Previous research on bowel disease has underscored the criticality of the stress factor as one of the key elements that negatively affect patients’ health and exacerbate some symptoms (Mawdsley & Rampton, 2006; Rampton, 2009). This is why more analyses are conducted to confirm the tendency for individuals suffering from bowel diseases to exhibit type D personality (Morys et al., 2016; Sajadinejad et al., 2012). The regression analysis with self-esteem as a mediator showed a significantly decreased direct association between negative affectivity and illness acceptance and between type D personality and acceptance, thus positively affecting the process of adjusting to the illness. It seems reasonable that patients suffering from bowel diseases should be provided with various forms of support to build and reinforce positive self-esteem, e.g., through the preparation of preventative programs or psychological therapy.

The results of the analyses may be important for a number of reasons. This is the first study known to us that analyses the role of self-esteem as a mediator between type D personality and acceptance of illness in individuals with bowel diseases. Therefore, it is a form of introduction to further analyses, focused more on the role of self-esteem in bowel diseases, and finding other relationship mediators between type D personality and acceptance of illness.

Secondly, acceptance of illness, especially in incurable, chronic diseases, plays a crucial role. It allows us to adjust to living with the disease and continuously cope with all the difficulties the patients need to face. In the case of patients with a proclivity towards type D personality, which is negatively correlated with acceptance of illness, the adjustment will be especially difficult, which may have severe consequences, such as an increased tendency to experience negative emotional states, including depression, social withdrawal, and loneliness, and holistically having a negative impact on the patients’ quality of life.

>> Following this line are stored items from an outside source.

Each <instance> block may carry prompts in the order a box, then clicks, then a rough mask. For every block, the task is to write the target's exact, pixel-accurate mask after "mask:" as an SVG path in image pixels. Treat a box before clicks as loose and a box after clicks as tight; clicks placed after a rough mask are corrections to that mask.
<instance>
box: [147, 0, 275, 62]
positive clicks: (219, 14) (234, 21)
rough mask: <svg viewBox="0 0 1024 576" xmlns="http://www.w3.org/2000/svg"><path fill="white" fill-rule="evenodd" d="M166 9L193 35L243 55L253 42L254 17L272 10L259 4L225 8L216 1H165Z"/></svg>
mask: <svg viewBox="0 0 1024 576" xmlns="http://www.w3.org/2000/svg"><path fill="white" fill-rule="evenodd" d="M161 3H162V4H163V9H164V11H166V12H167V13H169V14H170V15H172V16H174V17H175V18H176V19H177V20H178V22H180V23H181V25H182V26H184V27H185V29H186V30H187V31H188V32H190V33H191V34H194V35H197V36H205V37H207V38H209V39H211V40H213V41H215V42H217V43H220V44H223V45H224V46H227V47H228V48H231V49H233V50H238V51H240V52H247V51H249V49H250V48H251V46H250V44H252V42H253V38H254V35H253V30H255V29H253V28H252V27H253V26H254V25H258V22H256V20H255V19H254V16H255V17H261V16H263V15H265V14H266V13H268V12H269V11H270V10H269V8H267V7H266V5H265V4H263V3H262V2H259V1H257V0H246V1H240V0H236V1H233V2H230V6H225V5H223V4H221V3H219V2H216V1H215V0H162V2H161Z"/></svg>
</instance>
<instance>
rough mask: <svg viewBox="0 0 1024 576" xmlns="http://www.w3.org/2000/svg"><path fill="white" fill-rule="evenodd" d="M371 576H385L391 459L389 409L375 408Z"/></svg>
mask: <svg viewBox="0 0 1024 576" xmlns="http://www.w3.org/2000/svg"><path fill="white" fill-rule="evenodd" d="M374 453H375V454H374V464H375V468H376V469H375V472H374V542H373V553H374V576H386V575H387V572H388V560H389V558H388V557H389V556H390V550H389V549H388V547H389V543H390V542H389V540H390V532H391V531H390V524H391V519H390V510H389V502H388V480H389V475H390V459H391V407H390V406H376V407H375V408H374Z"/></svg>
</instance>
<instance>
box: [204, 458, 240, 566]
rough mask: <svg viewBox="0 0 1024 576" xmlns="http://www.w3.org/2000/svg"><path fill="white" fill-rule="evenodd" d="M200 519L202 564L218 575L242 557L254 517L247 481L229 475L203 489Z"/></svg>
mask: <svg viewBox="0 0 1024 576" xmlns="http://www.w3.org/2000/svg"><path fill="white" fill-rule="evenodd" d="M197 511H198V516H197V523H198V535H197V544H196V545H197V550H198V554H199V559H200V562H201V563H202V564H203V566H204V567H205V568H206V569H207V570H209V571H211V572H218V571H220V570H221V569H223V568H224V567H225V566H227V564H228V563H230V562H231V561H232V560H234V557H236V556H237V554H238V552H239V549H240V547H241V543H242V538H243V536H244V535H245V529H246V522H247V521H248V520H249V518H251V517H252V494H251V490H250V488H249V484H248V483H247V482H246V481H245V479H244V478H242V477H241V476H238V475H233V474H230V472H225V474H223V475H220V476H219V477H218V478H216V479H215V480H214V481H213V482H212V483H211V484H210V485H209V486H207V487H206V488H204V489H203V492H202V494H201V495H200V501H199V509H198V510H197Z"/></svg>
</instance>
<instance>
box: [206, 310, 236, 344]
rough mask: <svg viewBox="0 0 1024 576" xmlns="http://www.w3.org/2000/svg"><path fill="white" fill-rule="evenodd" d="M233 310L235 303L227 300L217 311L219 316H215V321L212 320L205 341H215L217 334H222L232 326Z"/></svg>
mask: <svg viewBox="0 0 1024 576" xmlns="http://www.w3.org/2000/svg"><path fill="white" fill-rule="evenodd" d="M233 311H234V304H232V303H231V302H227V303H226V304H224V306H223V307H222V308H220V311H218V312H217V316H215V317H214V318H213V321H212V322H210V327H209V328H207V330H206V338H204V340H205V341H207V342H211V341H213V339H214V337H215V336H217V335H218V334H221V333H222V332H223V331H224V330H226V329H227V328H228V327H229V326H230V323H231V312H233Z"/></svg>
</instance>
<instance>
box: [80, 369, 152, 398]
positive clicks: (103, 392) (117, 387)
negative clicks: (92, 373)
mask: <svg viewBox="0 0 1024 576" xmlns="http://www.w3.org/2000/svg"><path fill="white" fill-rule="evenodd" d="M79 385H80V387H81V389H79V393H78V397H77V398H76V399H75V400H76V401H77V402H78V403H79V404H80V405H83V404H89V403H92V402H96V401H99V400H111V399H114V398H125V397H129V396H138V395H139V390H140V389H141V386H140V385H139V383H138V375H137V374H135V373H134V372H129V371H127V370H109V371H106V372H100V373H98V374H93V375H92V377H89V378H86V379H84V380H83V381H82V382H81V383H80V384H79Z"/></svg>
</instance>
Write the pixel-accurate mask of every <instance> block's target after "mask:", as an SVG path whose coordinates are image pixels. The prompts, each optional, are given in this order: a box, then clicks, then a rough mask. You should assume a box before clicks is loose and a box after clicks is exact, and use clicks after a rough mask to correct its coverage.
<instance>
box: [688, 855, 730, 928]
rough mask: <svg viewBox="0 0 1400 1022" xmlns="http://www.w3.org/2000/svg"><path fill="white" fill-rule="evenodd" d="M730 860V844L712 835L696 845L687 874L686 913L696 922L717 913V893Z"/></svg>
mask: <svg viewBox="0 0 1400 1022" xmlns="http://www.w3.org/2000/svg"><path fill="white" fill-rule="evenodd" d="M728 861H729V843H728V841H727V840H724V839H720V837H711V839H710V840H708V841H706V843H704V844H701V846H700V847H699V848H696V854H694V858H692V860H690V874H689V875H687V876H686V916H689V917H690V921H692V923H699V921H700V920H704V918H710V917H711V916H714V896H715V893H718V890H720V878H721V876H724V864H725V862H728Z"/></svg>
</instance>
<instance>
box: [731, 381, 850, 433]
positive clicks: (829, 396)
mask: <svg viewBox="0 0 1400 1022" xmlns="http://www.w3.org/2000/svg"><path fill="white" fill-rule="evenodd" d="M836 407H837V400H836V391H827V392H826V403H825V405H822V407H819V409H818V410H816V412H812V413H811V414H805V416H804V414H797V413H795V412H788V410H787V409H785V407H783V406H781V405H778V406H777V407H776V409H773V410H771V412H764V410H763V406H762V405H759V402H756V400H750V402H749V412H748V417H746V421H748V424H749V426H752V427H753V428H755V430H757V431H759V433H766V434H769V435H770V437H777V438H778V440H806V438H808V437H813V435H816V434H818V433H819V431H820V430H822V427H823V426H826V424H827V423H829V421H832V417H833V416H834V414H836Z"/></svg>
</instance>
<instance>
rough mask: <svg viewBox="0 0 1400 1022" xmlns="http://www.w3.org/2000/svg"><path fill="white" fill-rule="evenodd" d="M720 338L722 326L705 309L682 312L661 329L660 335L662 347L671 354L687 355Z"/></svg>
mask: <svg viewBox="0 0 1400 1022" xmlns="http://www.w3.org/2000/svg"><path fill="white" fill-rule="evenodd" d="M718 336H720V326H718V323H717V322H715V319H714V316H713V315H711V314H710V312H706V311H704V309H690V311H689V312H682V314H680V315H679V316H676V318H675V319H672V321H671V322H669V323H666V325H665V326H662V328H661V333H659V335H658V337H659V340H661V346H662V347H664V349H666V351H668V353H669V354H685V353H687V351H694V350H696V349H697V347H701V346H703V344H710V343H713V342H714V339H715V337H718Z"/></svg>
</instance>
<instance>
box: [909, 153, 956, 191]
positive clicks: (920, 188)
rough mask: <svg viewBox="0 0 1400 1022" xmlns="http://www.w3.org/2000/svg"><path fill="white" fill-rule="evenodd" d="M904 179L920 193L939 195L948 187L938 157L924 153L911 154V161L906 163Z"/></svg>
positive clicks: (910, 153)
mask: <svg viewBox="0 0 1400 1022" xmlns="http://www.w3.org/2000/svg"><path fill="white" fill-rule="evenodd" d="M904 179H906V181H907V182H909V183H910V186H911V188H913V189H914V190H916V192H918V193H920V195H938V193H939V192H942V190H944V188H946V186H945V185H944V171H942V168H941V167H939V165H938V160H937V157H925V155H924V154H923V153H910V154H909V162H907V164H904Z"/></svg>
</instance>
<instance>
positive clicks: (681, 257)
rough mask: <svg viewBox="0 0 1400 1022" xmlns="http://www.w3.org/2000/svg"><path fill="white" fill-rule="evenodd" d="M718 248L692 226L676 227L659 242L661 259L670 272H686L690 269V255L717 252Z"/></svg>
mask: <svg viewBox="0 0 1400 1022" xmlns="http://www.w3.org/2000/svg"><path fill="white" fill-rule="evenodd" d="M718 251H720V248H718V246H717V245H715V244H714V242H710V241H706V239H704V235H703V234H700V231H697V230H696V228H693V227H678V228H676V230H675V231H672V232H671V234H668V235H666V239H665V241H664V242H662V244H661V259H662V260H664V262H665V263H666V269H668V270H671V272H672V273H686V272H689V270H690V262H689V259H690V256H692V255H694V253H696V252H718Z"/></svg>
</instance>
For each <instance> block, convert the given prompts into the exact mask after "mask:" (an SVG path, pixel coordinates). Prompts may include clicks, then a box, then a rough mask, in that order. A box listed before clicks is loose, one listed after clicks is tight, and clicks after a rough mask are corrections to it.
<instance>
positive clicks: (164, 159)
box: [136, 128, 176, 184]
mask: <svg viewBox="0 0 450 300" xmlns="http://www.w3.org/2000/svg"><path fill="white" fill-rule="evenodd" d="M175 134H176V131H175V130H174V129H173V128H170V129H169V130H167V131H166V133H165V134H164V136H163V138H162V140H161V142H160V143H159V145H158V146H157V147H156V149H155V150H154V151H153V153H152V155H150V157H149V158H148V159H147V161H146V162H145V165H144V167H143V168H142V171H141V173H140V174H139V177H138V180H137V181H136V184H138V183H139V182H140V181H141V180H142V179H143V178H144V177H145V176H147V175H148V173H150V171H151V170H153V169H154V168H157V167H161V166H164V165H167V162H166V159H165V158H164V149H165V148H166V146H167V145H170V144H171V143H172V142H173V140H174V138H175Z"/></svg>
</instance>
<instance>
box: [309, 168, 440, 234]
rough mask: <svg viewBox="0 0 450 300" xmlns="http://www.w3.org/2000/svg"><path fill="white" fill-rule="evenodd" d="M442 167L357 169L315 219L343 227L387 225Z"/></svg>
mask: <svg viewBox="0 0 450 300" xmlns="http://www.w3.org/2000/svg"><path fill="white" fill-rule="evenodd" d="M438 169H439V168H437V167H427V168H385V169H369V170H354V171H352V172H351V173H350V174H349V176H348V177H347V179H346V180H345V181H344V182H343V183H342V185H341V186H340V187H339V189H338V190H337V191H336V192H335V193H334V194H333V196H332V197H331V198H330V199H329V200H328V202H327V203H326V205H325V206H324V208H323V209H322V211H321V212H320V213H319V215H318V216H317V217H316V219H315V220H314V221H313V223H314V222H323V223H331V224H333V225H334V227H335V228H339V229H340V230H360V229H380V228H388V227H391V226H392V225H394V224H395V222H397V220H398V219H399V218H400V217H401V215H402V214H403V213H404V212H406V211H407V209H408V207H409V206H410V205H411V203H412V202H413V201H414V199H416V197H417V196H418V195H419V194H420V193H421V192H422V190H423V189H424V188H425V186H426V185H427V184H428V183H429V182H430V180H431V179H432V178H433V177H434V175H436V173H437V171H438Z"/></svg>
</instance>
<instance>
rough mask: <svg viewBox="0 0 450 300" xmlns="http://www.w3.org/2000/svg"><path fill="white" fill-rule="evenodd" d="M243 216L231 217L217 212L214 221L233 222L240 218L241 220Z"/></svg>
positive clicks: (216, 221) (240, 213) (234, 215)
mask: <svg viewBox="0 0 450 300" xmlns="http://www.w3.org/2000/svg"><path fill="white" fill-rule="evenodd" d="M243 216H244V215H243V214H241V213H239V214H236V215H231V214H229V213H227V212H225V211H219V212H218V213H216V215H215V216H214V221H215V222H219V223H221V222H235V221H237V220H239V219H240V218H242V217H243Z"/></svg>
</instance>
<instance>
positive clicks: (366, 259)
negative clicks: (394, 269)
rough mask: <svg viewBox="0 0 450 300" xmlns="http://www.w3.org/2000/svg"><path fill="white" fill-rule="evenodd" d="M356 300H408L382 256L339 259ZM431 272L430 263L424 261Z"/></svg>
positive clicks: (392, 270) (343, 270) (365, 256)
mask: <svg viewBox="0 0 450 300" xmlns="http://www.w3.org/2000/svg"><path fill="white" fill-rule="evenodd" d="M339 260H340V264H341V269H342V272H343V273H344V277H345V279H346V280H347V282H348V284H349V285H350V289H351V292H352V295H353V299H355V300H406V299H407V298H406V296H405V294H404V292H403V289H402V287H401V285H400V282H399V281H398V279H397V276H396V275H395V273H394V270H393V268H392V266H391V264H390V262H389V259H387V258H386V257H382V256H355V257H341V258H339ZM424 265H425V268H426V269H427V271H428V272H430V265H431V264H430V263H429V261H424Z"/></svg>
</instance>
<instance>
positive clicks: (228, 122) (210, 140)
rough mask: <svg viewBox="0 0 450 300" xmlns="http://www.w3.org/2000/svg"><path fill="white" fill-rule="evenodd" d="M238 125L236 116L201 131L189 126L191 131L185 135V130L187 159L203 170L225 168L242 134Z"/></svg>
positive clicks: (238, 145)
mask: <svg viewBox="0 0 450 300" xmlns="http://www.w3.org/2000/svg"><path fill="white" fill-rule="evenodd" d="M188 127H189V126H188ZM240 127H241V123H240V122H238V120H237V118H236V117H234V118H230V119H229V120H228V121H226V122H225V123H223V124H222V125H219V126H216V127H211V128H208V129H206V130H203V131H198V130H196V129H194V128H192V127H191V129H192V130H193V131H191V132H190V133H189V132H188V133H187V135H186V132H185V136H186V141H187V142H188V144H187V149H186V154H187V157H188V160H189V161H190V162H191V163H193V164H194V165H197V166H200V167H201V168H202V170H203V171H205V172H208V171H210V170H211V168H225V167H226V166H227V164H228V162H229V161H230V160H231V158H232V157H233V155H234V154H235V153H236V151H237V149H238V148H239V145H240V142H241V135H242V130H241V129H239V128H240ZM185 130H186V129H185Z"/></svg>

Thus, knowing about such relationships may be important for developing better methods of intervention, such as training on building self-esteem for clinical psychologists and physicians working with patients with bowel diseases (Opheim et al., 2020).

This is the first study to explore possible mediators affecting the link between type D personality and acceptance of illness in people with inflammatory bowel disease, which means this study can be constricted by certain limitations, which should be considered when conducting future analyses. First, the study could be repeated on a larger group of patients, considering additional diagnostic criteria, such as the number of surgical procedures or pharmacological therapies taking place at the time of the study (Fakhoury et al., 2014). Second, it would be beneficial to consider a control group as well, meaning healthy individuals, and compare the intensity of stress personality in both the control and study group (Sajadinejad et al., 2012). Deepening the analyses on the self-esteem of people suffering from bowel diseases, such as what factors affect it, would also add an interesting aspect to the study (Opheim et al., 2020).